Inter-process synchronization INSIDE CUDA kernel

Is this possible?

I have a machine with 8 GPUs, and a program launched via MPI. I was assuming this could perhaps be done with some volatile GPU memory that is shared among local peers via cudaIPC* APIs, and use atomic operations with system scope to achieve this.

However I found it to not work. Below is a simple kernel to demonstrate this(the most concise version, launched with only 1 block and 1 thread for each process). It looks like I had to cast away the volatileness because atomic* APIs do not support volatile parameters, although that’s just my guess and I am not 100% certain that is the reason.

__global__ void inter_process_atomic_kernel(volatile unsigned int* gpu_ipc_count,
                                            int num_local_gpus) {
  // was expecting each process to see a different value between [0, num_local_gpus - 1]
  unsigned int old = atomicInc_system((unsigned int*)gpu_ipc_count, 1);
  printf("Old value : %d\n", old);


[1,1]<stdout>:Old value : 0
[1,0]<stdout>:Old value : 1
[1,7]<stdout>:Old value : 0
[1,4]<stdout>:Old value : 1
[1,2]<stdout>:Old value : 0
[1,3]<stdout>:Old value : 1
[1,6]<stdout>:Old value : 0
[1,5]<stdout>:Old value : 1

If this is not feasible, is there any way synchronization could be achieved INSIDE CUDA kernels?
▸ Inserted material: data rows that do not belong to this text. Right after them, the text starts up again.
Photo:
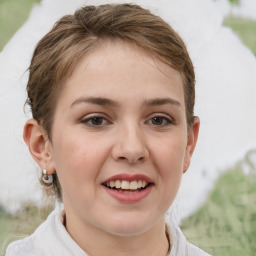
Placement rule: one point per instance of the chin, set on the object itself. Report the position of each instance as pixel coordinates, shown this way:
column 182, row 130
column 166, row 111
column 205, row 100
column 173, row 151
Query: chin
column 126, row 226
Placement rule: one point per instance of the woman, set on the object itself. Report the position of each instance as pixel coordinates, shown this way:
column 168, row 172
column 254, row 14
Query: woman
column 111, row 90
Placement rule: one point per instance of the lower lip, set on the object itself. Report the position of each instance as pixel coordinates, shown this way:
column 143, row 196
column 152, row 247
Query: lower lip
column 133, row 197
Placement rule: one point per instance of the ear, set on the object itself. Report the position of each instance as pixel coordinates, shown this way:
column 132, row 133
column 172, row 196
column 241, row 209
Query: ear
column 191, row 143
column 39, row 145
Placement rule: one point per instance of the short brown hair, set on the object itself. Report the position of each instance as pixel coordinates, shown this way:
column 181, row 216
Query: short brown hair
column 73, row 36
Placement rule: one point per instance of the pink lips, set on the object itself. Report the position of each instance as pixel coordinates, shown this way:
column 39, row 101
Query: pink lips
column 133, row 197
column 129, row 177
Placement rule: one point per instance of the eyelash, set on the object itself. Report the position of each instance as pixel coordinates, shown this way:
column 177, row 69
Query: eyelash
column 89, row 120
column 167, row 121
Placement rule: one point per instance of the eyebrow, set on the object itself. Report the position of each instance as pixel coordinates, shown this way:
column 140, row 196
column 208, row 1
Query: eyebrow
column 162, row 101
column 108, row 102
column 95, row 100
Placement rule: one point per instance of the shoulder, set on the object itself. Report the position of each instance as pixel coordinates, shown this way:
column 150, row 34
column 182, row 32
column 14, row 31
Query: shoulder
column 33, row 244
column 50, row 238
column 195, row 251
column 180, row 245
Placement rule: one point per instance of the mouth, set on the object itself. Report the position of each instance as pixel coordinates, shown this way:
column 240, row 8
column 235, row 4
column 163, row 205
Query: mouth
column 125, row 186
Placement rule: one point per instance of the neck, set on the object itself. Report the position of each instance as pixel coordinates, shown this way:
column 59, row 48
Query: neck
column 96, row 242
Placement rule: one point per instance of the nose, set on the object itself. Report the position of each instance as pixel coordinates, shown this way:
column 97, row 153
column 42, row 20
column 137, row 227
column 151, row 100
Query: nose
column 130, row 145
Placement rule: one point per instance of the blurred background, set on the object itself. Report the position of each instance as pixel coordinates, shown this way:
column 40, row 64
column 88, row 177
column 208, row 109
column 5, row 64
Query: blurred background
column 216, row 205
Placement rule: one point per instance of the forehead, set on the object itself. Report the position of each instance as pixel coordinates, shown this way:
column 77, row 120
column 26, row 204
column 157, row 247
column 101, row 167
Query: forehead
column 113, row 68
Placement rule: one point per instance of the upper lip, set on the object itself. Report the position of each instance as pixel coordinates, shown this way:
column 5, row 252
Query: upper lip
column 129, row 177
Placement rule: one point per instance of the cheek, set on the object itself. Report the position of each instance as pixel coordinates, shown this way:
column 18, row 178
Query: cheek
column 78, row 156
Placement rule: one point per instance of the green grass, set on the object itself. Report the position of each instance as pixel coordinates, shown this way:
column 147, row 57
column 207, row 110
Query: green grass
column 226, row 224
column 13, row 13
column 19, row 225
column 246, row 30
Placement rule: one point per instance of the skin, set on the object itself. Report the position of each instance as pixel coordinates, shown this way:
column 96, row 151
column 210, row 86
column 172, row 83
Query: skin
column 133, row 134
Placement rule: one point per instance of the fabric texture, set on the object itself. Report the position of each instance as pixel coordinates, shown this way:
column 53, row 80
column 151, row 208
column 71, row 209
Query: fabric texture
column 52, row 239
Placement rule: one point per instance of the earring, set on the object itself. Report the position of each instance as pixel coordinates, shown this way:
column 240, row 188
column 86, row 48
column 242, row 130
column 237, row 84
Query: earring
column 47, row 178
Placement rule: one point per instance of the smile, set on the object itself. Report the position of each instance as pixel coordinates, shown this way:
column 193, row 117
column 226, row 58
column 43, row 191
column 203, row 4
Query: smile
column 126, row 186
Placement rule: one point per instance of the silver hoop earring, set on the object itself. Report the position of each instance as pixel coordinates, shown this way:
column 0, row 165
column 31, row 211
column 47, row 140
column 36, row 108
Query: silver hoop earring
column 48, row 179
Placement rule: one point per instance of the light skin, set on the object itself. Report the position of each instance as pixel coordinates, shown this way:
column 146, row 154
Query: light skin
column 121, row 112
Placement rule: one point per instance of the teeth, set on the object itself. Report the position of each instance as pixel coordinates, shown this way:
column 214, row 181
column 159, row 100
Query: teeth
column 133, row 185
column 126, row 185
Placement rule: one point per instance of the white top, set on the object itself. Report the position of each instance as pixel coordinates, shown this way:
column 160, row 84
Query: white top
column 52, row 239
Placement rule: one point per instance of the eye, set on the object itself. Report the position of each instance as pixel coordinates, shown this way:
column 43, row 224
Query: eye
column 160, row 121
column 95, row 121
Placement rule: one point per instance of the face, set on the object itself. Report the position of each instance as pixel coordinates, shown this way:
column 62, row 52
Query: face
column 119, row 140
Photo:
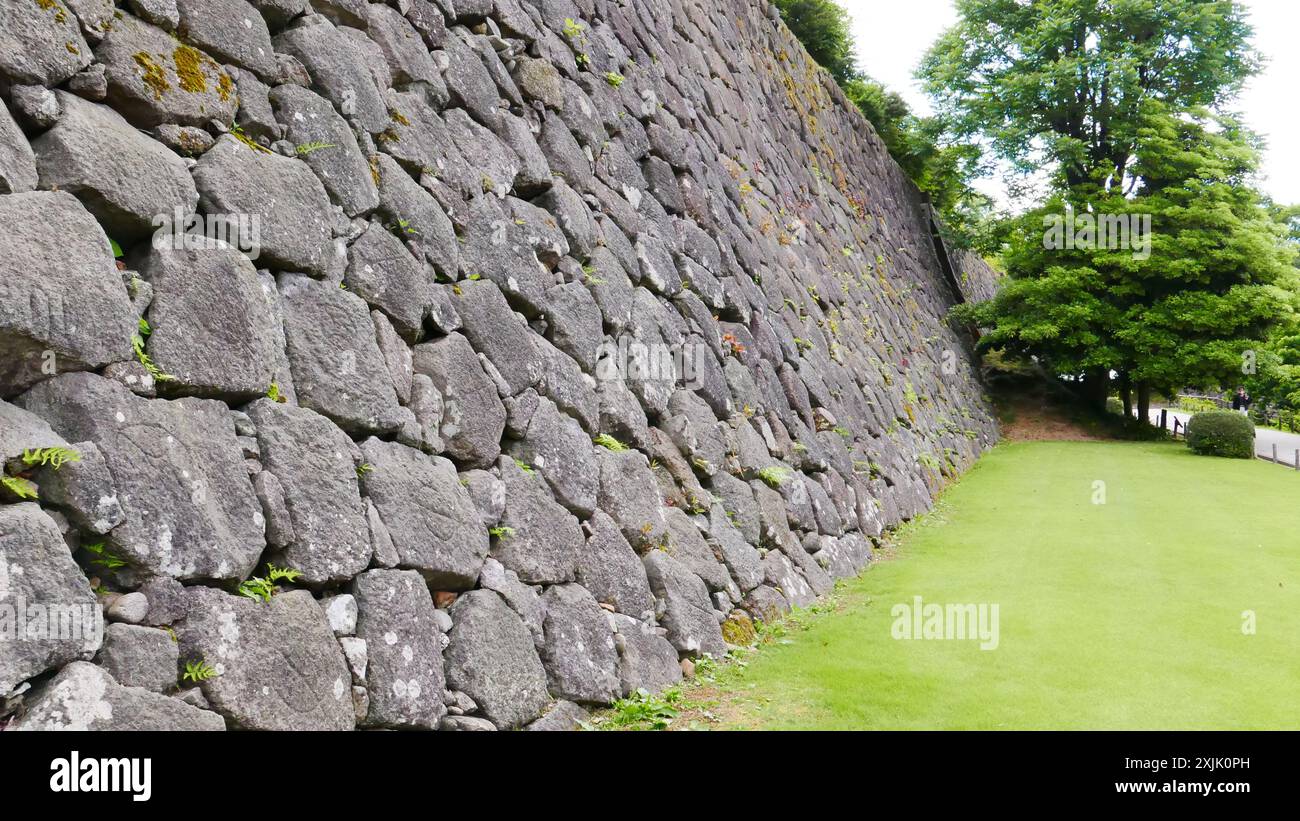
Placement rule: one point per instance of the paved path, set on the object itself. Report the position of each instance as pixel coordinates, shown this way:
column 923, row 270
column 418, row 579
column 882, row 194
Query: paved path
column 1264, row 438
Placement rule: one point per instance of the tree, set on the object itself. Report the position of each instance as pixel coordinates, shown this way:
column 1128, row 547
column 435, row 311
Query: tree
column 1065, row 83
column 823, row 26
column 922, row 146
column 1117, row 100
column 1192, row 308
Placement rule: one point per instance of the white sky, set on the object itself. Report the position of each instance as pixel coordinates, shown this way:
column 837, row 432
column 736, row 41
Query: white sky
column 893, row 35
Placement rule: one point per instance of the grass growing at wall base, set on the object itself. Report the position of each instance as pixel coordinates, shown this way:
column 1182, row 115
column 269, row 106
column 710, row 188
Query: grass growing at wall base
column 1126, row 615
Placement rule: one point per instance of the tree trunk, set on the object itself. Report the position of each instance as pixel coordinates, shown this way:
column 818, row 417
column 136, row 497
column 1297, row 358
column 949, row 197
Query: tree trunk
column 1096, row 389
column 1144, row 402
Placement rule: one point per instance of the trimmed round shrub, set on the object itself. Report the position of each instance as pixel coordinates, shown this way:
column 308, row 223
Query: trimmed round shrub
column 1221, row 433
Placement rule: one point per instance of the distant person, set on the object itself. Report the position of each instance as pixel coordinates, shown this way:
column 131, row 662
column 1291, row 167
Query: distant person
column 1242, row 402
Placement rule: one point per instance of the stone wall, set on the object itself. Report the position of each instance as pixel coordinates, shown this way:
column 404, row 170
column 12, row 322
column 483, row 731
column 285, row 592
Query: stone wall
column 551, row 342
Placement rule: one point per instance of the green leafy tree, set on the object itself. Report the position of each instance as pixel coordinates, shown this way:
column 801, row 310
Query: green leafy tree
column 1191, row 309
column 922, row 146
column 1119, row 103
column 826, row 31
column 1064, row 85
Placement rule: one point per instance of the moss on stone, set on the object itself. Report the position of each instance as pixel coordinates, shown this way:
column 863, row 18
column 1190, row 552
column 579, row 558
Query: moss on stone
column 189, row 69
column 739, row 629
column 225, row 87
column 152, row 74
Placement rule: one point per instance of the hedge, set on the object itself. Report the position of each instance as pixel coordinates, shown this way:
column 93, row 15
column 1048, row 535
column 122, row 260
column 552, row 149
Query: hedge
column 1221, row 433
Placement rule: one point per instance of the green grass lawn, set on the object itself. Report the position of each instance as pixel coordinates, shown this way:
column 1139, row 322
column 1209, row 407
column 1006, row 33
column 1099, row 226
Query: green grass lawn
column 1126, row 615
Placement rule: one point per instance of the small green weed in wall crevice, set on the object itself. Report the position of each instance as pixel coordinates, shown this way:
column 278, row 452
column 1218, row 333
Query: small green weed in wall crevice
column 775, row 476
column 143, row 357
column 198, row 670
column 53, row 456
column 103, row 557
column 308, row 148
column 265, row 586
column 610, row 443
column 21, row 487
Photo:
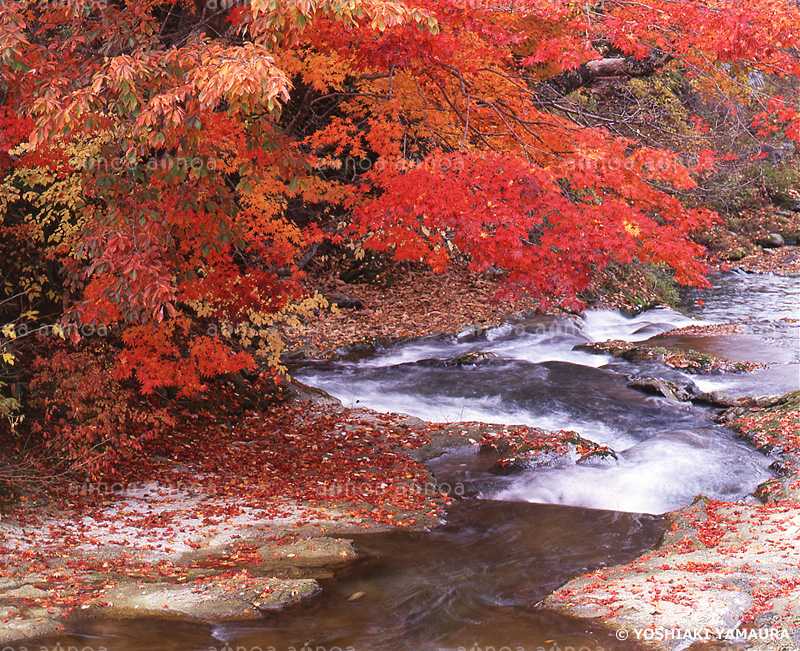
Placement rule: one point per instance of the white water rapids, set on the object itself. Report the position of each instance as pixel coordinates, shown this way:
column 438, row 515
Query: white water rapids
column 668, row 452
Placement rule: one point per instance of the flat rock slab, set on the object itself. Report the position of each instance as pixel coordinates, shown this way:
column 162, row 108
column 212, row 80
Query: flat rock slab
column 15, row 630
column 314, row 552
column 240, row 598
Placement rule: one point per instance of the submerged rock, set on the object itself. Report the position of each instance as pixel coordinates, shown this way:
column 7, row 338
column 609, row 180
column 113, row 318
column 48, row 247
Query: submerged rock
column 214, row 601
column 771, row 241
column 659, row 386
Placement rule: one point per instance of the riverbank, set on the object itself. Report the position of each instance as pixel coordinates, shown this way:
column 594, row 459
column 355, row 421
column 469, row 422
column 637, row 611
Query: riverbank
column 250, row 505
column 246, row 521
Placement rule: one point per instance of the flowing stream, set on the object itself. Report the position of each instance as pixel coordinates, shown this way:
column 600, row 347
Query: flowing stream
column 475, row 582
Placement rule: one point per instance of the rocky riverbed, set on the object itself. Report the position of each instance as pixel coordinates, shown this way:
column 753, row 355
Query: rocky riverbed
column 724, row 573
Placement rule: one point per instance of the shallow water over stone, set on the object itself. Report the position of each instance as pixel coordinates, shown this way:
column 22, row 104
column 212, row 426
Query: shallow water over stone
column 476, row 582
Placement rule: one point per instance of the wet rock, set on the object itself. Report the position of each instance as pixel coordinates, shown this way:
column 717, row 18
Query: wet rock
column 510, row 466
column 213, row 601
column 771, row 241
column 736, row 254
column 26, row 592
column 658, row 386
column 513, row 465
column 344, row 302
column 23, row 629
column 316, row 552
column 470, row 359
column 723, row 399
column 690, row 582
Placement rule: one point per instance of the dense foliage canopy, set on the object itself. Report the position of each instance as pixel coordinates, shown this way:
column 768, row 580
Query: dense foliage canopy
column 167, row 168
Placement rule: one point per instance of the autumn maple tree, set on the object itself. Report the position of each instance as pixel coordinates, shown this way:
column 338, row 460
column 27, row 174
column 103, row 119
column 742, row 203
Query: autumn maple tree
column 167, row 168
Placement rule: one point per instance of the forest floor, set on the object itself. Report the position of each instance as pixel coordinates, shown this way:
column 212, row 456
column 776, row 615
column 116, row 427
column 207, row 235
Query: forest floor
column 247, row 499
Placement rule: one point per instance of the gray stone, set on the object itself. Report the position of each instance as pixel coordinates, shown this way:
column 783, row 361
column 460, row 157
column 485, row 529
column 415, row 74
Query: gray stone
column 771, row 241
column 27, row 592
column 315, row 552
column 669, row 390
column 23, row 629
column 218, row 600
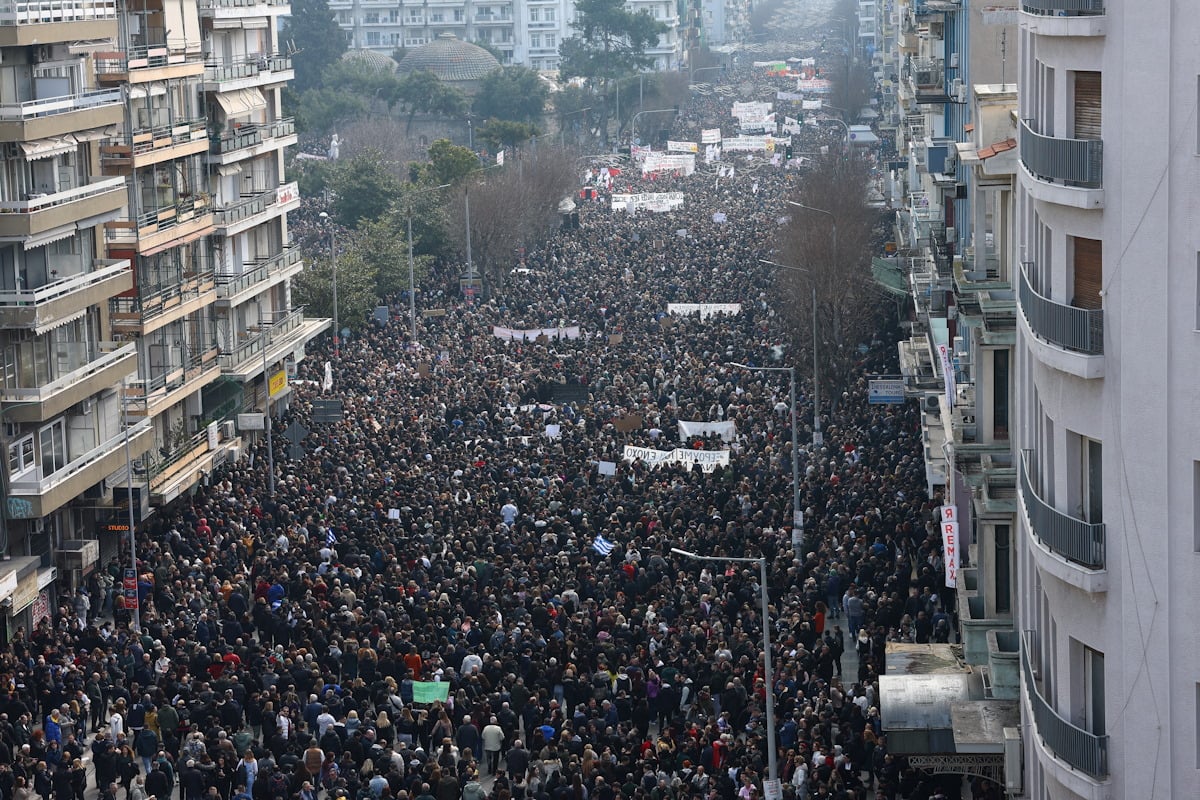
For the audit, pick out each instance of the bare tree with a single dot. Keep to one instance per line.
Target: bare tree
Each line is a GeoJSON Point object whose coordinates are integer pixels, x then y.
{"type": "Point", "coordinates": [832, 241]}
{"type": "Point", "coordinates": [513, 208]}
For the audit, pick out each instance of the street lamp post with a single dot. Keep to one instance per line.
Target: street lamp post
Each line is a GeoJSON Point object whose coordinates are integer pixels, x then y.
{"type": "Point", "coordinates": [797, 512]}
{"type": "Point", "coordinates": [817, 438]}
{"type": "Point", "coordinates": [333, 258]}
{"type": "Point", "coordinates": [768, 678]}
{"type": "Point", "coordinates": [412, 280]}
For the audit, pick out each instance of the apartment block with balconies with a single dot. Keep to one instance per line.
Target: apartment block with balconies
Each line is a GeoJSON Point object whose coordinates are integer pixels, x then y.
{"type": "Point", "coordinates": [250, 250]}
{"type": "Point", "coordinates": [60, 409]}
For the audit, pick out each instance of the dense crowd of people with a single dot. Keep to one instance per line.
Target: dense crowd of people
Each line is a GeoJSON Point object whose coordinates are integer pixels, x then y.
{"type": "Point", "coordinates": [473, 522]}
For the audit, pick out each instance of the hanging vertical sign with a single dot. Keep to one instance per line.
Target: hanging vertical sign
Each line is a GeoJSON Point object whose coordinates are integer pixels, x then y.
{"type": "Point", "coordinates": [951, 545]}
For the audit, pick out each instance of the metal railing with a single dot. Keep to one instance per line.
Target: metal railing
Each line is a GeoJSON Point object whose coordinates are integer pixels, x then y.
{"type": "Point", "coordinates": [65, 104]}
{"type": "Point", "coordinates": [1063, 7]}
{"type": "Point", "coordinates": [1073, 162]}
{"type": "Point", "coordinates": [1084, 751]}
{"type": "Point", "coordinates": [1067, 326]}
{"type": "Point", "coordinates": [91, 188]}
{"type": "Point", "coordinates": [270, 334]}
{"type": "Point", "coordinates": [255, 272]}
{"type": "Point", "coordinates": [103, 270]}
{"type": "Point", "coordinates": [39, 12]}
{"type": "Point", "coordinates": [1075, 540]}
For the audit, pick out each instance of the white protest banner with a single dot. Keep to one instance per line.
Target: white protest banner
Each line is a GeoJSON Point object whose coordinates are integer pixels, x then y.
{"type": "Point", "coordinates": [725, 429]}
{"type": "Point", "coordinates": [943, 354]}
{"type": "Point", "coordinates": [648, 200]}
{"type": "Point", "coordinates": [682, 146]}
{"type": "Point", "coordinates": [708, 459]}
{"type": "Point", "coordinates": [705, 310]}
{"type": "Point", "coordinates": [951, 552]}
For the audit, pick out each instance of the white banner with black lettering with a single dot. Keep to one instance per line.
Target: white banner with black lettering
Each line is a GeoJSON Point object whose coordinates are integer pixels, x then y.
{"type": "Point", "coordinates": [708, 459]}
{"type": "Point", "coordinates": [727, 431]}
{"type": "Point", "coordinates": [705, 310]}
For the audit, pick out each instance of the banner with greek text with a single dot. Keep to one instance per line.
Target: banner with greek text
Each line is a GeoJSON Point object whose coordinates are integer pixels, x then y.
{"type": "Point", "coordinates": [705, 310]}
{"type": "Point", "coordinates": [726, 429]}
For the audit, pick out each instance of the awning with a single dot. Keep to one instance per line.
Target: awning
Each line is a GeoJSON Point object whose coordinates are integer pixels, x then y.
{"type": "Point", "coordinates": [48, 148]}
{"type": "Point", "coordinates": [241, 102]}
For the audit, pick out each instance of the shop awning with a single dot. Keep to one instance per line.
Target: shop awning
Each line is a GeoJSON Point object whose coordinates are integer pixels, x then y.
{"type": "Point", "coordinates": [241, 102]}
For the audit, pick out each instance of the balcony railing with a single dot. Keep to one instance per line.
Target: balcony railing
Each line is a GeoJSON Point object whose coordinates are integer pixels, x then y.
{"type": "Point", "coordinates": [36, 12]}
{"type": "Point", "coordinates": [91, 188]}
{"type": "Point", "coordinates": [269, 335]}
{"type": "Point", "coordinates": [106, 269]}
{"type": "Point", "coordinates": [1067, 326]}
{"type": "Point", "coordinates": [1072, 162]}
{"type": "Point", "coordinates": [1075, 540]}
{"type": "Point", "coordinates": [1084, 751]}
{"type": "Point", "coordinates": [229, 286]}
{"type": "Point", "coordinates": [35, 108]}
{"type": "Point", "coordinates": [1063, 7]}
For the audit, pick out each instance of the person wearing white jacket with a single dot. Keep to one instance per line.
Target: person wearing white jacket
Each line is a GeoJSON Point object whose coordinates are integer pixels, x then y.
{"type": "Point", "coordinates": [493, 741]}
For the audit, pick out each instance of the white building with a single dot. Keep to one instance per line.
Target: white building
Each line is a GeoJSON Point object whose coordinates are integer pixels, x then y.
{"type": "Point", "coordinates": [525, 31]}
{"type": "Point", "coordinates": [1109, 570]}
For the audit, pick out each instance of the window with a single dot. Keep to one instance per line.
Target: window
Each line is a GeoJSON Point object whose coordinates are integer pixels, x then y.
{"type": "Point", "coordinates": [1001, 536]}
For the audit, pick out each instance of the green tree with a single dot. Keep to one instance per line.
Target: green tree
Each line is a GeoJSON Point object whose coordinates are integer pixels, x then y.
{"type": "Point", "coordinates": [610, 42]}
{"type": "Point", "coordinates": [498, 134]}
{"type": "Point", "coordinates": [364, 188]}
{"type": "Point", "coordinates": [449, 163]}
{"type": "Point", "coordinates": [318, 41]}
{"type": "Point", "coordinates": [513, 94]}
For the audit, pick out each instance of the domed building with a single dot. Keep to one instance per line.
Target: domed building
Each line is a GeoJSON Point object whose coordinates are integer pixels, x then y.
{"type": "Point", "coordinates": [456, 62]}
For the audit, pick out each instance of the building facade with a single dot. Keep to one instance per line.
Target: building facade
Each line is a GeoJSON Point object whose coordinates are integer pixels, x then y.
{"type": "Point", "coordinates": [525, 32]}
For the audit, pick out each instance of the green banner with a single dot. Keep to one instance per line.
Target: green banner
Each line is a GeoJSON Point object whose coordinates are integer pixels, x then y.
{"type": "Point", "coordinates": [429, 691]}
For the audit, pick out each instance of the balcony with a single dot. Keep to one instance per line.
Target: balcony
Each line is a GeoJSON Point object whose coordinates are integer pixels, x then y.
{"type": "Point", "coordinates": [1071, 549]}
{"type": "Point", "coordinates": [256, 209]}
{"type": "Point", "coordinates": [150, 146]}
{"type": "Point", "coordinates": [94, 373]}
{"type": "Point", "coordinates": [258, 276]}
{"type": "Point", "coordinates": [153, 396]}
{"type": "Point", "coordinates": [52, 116]}
{"type": "Point", "coordinates": [45, 307]}
{"type": "Point", "coordinates": [1080, 750]}
{"type": "Point", "coordinates": [250, 140]}
{"type": "Point", "coordinates": [155, 307]}
{"type": "Point", "coordinates": [285, 335]}
{"type": "Point", "coordinates": [186, 220]}
{"type": "Point", "coordinates": [1063, 336]}
{"type": "Point", "coordinates": [43, 212]}
{"type": "Point", "coordinates": [1067, 172]}
{"type": "Point", "coordinates": [247, 72]}
{"type": "Point", "coordinates": [147, 62]}
{"type": "Point", "coordinates": [41, 22]}
{"type": "Point", "coordinates": [241, 8]}
{"type": "Point", "coordinates": [37, 497]}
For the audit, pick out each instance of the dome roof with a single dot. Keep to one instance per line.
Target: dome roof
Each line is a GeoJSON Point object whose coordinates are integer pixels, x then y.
{"type": "Point", "coordinates": [378, 61]}
{"type": "Point", "coordinates": [449, 59]}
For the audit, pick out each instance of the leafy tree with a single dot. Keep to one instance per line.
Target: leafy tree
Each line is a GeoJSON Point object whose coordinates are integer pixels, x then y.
{"type": "Point", "coordinates": [513, 94]}
{"type": "Point", "coordinates": [449, 163]}
{"type": "Point", "coordinates": [498, 134]}
{"type": "Point", "coordinates": [421, 92]}
{"type": "Point", "coordinates": [364, 188]}
{"type": "Point", "coordinates": [318, 41]}
{"type": "Point", "coordinates": [610, 42]}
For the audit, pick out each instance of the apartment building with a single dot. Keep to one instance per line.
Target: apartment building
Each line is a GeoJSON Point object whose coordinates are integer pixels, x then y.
{"type": "Point", "coordinates": [525, 32]}
{"type": "Point", "coordinates": [60, 403]}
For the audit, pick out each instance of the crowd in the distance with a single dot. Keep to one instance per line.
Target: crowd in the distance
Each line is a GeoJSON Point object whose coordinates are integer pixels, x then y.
{"type": "Point", "coordinates": [450, 529]}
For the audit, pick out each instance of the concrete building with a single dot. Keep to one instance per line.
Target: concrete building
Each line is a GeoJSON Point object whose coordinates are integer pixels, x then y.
{"type": "Point", "coordinates": [525, 32]}
{"type": "Point", "coordinates": [63, 370]}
you probably want to use (or are thinking about) atomicAdd, not atomicInc

atomicInc increments a location (that is, it adds 1 to it) and applies the rollover value you specify. Since you have a rollover value of 1 specified, the location will be reset to zero when you increment past 1. The returned value can therefore only be 0 or 1.

Try doing atomicAdd(..., 1) instead. You might wish to read the docs also.

this doesn’t have anything to do with volatile, which has nothing to do with atomics.